Abstract

Robot-assisted neurorehabilitation requires automated generation of goal positions for reaching tasks in functional movement therapy. In state-of-the-art solutions, these positions are determined by a motivational therapy game either through constraints on the end-effector (2D or 3D games), or individual arm joints (1D games). Consequently, these positions cannot be adapted to the patients' specific needs by the therapist, and the effectiveness of the training is reduced. We solve this issue by generating goal positions using Gaussian Mixture Models and probability density maps based on the active range of motion of the patient and desired activities, while being compliant with existing game constraints. Therapists can modify the goal generation via an intuitive difficulty and activity parameter.

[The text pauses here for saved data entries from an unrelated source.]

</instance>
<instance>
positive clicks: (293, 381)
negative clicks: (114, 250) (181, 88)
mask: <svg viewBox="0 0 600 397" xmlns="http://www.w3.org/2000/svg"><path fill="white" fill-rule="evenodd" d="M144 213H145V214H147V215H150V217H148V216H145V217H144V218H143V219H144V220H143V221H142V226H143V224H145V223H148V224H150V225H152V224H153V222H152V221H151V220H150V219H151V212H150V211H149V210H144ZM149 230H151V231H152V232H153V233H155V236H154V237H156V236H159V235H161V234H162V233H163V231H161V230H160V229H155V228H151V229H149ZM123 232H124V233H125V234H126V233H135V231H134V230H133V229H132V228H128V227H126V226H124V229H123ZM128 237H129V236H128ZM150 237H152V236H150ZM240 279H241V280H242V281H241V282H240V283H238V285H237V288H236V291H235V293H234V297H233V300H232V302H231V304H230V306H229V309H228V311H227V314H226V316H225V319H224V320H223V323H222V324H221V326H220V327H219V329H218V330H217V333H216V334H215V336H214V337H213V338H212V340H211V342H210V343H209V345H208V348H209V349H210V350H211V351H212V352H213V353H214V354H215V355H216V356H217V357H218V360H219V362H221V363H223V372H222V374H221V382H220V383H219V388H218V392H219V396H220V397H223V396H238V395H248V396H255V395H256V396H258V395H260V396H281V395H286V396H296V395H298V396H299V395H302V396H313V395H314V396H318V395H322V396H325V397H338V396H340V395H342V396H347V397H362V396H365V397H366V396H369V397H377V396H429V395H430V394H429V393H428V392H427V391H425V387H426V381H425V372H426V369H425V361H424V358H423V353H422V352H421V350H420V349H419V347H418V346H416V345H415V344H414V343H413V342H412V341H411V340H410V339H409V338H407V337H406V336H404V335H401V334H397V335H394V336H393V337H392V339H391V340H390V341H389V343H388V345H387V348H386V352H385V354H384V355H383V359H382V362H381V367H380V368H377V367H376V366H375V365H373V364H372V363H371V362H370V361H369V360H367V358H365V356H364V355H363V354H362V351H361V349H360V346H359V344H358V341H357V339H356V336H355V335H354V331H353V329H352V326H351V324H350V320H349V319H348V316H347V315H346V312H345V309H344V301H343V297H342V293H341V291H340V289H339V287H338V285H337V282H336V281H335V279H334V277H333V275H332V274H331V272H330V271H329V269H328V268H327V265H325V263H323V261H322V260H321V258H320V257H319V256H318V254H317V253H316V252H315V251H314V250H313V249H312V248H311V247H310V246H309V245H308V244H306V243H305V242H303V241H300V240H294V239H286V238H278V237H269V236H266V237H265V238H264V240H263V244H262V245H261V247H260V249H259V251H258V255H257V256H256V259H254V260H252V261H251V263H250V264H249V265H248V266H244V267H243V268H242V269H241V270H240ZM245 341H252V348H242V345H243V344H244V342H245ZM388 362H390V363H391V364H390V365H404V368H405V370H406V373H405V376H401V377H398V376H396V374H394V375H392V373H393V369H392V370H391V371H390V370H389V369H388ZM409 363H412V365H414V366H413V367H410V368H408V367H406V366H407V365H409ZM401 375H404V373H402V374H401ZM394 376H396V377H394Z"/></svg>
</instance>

The pipeline was tested on the upper-limb exoskeleton ANYexo 2.0. We have shown that the range of motion exploration rate could be altered from 0.39% to 5.9% per task and that our method successfully generated a sequence of reaching tasks that matched the range of motion of the selected activity, up to an inlier accuracy of 78.9%. Results demonstrate that the responsibilities of the therapy game (i.e., motivating the patient) and the therapists (i.e., individualizing the training) could be distributed properly. We believe that with our pipeline, effective cooperation between the involved agents is achieved, and the provided therapy can be improved.